EDIT: I have used profiler to check which part of the code is the slowest and it is indeed the code that I have shown above
Here's an example of generating an input file like the one you describe that's 10000 lines long, then reading it back in and doing the calculation you posted and printing the result to stdout. I specifically disable any buffering when reading the file in order to get the worst possible read performance. I'm also not doing any caching at all, as others have suggested. The entire process, including generating the file, doing the calculation, and printing the results, consistently takes around 520-550 ms. That's hardly "slow", unless you're repeating this same process for hundreds or thousands of files. If you see drastically different performance from this, then maybe it's a hardware problem. A failing hard disk can drop read performance to nearly nothing.
import java.io.*;
import java.util.Random;
public class ReadingDoublesFromFileEfficiency {
private static Random random = new Random();
public static void main(String[] args) throws IOException {
long start = System.currentTimeMillis();
String filePath = createInputFile();
BufferedReader reader = new BufferedReader(new FileReader(filePath), 1);
String line;
while ((line = reader.readLine()) != null) {
String[] details = line.split(",");
double score = (Double.parseDouble(details[0]) * Double.parseDouble(details[1])) + Double.parseDouble(details[2]) + Double.parseDouble(details[3]) + Double.parseDouble(details[6]);
System.out.println(score);
}
reader.close();
long elapsed = System.currentTimeMillis() - start;
System.out.println("Took " + elapsed + " ms");
}
private static String createInputFile() throws IOException {
File file = File.createTempFile("testbed", null);
PrintWriter writer = new PrintWriter(new FileWriter(file));
for (int i = 0; i < 10000; i++) {
writer.println(randomLine());
}
writer.close();
return file.getAbsolutePath();
}
private static String randomLine() {
return String.format("%f,%f,%f,%f,%s,%s,%f",
score(), score(), score(), score(), name(), name(), score());
}
private static String name() {
String name = "";
for (int i = 0; i < 10; i++) {
name += (char) (random.nextInt(26) + 97);
}
return name;
}
private static double score() {
return random.nextDouble() * 100;
}
}
You'd do better to create a proper object and store the values in that - this gives you two major benefits, 1) your code will be faster since you avoid needlessly recomputing double values and 2) your code will be clearer, since the fields will be named rather than making calls like details[0] where it's completely unclear what [0] is referring to.

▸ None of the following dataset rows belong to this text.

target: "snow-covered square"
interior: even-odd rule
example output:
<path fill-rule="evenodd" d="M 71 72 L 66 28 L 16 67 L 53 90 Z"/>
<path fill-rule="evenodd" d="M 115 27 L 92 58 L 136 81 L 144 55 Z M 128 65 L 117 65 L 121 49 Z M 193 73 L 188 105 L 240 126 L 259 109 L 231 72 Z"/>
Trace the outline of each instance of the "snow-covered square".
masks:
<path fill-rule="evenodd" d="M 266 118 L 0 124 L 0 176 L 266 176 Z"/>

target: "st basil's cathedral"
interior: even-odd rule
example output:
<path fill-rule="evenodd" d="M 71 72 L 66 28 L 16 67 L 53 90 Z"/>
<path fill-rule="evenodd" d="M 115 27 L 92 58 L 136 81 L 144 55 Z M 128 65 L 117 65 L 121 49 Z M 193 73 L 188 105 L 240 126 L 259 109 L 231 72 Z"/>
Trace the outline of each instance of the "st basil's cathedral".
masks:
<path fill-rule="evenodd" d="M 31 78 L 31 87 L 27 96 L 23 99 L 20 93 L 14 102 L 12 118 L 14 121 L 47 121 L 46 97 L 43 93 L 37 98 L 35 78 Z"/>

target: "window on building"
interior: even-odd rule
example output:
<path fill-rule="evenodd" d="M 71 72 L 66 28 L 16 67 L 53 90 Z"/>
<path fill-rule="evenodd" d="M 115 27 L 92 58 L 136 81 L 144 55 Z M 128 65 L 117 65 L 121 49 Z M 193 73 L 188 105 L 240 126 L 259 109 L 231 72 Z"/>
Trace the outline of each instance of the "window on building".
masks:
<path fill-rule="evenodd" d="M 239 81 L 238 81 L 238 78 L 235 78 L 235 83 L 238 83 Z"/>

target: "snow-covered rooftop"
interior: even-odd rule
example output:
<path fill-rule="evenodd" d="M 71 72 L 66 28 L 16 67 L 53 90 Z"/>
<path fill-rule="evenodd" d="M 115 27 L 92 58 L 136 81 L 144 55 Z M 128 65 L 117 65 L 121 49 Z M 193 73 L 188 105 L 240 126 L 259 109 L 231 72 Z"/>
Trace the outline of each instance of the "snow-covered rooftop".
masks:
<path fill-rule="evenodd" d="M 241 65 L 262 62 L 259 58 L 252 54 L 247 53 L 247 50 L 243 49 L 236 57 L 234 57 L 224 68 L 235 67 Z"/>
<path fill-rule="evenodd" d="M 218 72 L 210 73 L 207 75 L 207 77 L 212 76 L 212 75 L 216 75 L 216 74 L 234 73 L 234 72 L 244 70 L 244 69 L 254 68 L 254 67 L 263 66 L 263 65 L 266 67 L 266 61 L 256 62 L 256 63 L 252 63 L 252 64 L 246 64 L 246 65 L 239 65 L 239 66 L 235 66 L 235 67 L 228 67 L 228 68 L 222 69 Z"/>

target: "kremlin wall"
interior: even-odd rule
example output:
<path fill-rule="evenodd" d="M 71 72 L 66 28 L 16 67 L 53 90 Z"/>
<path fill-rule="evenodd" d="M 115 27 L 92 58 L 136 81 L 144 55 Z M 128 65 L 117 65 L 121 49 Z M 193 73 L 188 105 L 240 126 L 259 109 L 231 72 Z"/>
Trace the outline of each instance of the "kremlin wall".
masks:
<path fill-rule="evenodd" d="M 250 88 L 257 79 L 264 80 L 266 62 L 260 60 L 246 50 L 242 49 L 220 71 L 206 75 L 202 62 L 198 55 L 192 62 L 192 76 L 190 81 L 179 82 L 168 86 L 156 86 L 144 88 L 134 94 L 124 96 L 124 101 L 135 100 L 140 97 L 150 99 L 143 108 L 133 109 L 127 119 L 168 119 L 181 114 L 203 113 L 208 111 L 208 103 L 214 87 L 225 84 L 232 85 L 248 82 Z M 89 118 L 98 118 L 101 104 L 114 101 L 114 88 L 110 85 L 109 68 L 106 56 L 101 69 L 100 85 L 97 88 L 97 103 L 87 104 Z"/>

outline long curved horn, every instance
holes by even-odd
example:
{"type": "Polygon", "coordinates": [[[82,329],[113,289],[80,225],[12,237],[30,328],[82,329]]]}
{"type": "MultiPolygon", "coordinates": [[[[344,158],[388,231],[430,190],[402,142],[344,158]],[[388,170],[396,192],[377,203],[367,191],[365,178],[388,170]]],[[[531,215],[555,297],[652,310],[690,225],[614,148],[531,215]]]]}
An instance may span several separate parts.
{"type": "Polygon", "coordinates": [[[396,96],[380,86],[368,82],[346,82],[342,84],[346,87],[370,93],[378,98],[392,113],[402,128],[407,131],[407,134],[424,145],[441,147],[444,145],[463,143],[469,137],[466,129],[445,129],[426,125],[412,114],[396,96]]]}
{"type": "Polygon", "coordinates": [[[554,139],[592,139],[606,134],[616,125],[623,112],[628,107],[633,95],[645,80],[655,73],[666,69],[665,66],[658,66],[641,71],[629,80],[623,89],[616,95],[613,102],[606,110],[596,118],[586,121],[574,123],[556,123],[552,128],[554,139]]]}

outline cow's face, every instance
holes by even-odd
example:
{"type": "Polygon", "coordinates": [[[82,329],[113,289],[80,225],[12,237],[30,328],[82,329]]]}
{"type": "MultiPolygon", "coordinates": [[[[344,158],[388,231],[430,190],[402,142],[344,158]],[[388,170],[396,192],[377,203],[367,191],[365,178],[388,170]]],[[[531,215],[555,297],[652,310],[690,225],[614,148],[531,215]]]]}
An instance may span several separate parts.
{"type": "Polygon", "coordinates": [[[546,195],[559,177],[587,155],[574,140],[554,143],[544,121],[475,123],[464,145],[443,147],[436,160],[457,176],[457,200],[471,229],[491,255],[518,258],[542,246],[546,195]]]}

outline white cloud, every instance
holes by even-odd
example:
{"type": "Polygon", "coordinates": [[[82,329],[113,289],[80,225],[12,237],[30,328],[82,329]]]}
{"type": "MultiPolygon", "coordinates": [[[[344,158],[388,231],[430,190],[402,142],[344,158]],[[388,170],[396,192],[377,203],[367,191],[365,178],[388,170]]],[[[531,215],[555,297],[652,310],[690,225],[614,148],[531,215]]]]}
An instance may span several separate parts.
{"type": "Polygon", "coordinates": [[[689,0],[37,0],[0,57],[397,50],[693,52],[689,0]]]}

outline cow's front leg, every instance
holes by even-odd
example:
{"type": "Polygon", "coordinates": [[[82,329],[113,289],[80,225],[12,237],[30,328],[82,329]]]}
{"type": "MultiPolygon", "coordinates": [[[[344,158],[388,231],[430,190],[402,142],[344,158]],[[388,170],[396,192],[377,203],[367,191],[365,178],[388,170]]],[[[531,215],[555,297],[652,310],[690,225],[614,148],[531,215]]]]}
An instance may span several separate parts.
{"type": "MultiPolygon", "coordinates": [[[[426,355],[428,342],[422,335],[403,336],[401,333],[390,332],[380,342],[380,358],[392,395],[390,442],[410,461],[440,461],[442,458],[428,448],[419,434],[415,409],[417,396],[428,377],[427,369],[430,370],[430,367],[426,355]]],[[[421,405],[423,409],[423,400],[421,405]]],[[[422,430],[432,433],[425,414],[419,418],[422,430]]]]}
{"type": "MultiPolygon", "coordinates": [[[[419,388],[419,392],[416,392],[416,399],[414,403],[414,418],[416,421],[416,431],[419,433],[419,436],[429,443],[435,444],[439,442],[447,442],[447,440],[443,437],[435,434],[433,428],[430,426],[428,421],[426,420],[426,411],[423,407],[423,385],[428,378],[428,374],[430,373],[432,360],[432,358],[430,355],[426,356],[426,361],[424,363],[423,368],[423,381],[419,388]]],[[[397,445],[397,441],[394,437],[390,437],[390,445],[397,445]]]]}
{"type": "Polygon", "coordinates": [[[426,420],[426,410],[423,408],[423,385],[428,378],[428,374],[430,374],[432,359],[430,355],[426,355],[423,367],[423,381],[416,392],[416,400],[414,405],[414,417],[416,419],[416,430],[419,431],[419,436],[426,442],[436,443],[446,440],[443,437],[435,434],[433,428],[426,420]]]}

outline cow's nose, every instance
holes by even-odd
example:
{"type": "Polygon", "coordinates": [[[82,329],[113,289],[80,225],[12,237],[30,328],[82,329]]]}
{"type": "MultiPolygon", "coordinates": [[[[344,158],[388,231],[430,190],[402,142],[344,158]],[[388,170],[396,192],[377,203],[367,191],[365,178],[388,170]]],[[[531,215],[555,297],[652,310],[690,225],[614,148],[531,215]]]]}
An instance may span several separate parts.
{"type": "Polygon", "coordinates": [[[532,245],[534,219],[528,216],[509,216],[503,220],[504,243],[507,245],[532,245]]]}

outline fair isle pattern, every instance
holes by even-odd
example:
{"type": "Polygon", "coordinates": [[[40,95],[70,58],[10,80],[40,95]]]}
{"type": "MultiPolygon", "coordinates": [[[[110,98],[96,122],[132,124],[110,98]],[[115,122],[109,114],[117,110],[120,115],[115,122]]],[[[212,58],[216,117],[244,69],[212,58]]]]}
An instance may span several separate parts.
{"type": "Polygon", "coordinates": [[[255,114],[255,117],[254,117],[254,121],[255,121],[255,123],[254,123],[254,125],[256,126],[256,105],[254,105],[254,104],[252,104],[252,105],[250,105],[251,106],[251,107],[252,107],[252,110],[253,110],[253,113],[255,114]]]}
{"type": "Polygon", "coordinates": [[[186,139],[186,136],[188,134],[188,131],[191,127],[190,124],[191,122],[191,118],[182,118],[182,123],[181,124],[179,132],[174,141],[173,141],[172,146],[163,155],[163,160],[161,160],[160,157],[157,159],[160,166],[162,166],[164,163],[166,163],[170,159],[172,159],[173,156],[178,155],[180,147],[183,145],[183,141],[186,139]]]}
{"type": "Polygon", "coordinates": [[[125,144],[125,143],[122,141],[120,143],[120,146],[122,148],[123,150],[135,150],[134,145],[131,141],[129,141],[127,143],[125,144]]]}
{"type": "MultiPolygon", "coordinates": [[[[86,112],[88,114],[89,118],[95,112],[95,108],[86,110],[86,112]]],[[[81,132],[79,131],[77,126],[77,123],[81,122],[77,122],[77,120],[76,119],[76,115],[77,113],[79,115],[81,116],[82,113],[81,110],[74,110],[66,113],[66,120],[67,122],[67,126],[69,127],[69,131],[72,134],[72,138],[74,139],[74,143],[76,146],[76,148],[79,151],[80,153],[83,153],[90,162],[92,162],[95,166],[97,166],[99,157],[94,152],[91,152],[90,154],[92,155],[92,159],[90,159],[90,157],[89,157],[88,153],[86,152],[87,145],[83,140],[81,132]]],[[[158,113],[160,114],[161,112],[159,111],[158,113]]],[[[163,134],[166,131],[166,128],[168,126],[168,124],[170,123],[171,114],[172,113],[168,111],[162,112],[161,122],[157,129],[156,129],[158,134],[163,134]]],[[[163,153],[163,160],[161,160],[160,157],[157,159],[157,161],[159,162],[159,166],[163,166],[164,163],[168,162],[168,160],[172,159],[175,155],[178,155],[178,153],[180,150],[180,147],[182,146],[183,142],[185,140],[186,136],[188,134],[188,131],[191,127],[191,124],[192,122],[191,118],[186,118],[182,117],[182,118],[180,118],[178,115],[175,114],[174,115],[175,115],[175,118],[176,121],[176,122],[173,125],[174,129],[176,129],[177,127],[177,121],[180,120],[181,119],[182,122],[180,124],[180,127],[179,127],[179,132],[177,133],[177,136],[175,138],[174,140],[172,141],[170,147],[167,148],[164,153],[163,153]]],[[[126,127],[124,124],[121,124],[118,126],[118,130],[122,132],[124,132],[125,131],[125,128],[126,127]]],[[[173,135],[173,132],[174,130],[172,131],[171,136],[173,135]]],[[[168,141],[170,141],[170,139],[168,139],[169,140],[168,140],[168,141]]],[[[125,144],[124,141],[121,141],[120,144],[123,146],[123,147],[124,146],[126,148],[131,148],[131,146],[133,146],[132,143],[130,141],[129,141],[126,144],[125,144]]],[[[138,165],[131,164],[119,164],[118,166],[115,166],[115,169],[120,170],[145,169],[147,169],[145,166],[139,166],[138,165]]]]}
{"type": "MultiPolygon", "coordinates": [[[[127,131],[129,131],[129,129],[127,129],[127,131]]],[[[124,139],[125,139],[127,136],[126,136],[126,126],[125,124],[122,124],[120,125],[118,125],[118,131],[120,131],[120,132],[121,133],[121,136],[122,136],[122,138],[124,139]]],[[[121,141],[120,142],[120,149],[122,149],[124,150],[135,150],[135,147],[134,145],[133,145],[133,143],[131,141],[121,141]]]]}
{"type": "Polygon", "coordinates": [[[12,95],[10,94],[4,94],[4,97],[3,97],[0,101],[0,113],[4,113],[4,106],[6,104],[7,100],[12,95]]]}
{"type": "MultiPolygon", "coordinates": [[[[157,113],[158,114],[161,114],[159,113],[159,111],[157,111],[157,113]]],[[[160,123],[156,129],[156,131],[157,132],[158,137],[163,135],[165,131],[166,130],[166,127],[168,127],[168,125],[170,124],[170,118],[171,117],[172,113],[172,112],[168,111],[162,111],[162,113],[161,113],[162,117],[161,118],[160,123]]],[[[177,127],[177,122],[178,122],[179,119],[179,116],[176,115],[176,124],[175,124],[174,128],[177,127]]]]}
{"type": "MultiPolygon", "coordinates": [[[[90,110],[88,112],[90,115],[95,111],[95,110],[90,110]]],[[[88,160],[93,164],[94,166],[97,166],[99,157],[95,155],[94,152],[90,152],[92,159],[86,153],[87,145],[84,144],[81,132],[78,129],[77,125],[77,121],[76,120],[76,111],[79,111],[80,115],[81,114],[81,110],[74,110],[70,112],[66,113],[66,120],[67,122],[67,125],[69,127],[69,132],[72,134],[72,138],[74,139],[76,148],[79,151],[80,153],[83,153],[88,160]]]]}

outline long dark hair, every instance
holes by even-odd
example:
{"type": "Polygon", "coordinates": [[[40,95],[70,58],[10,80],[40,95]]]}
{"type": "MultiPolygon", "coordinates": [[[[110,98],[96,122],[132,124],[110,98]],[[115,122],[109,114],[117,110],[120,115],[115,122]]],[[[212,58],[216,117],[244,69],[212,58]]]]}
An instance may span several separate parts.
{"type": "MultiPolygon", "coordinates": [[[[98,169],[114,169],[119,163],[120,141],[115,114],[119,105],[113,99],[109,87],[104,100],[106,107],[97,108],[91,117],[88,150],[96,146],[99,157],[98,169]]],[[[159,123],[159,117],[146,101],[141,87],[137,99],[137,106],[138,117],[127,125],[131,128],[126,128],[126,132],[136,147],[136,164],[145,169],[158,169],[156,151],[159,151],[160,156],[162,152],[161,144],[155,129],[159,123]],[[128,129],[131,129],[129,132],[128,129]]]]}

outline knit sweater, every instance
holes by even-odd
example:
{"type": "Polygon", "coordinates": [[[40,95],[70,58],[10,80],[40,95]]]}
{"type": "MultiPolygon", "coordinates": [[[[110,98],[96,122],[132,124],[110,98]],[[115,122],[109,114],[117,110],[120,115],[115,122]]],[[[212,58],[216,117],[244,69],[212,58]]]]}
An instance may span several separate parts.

Due to 2) I don't know what the fields are supposed to be, so obviously your class will look different, but the idea's the same:
public class PersonScore {
private double[] multipliers = new double[2];
private double[] summers = new double[3];
private String first;
private String last;
// expects a parsed CSV String
public PersonScore(String[] arr) {
if(arr.length != 7)
throw new InvalidArgumentException("Must pass exactly 7 fields");
multipliers[0] = Double.parseDouble(arr[0]);
multipliers[1] = Double.parseDouble(arr[1]);
summers[0] = Double.parseDouble(arr[2]);
summers[0] = Double.parseDouble(arr[3]);
summers[0] = Double.parseDouble(arr[6]);
first = arr[4];
last = arr[5];
}
public double score() {
double ret = 1;
for(double mult : multipliers)
ret *= mult;
for(double sum : summers)
ret += sum;
return ret;
}
public String toString() {
return first+" "+last+": "+score();
}
}
Notice there's an additional benefit, that the score method is now more robust. Your implementation above hard-coded the fields we wanted to use, but by parsing and storing the fields as structure content, we're able to implement a more readable, more scalable score calculation method.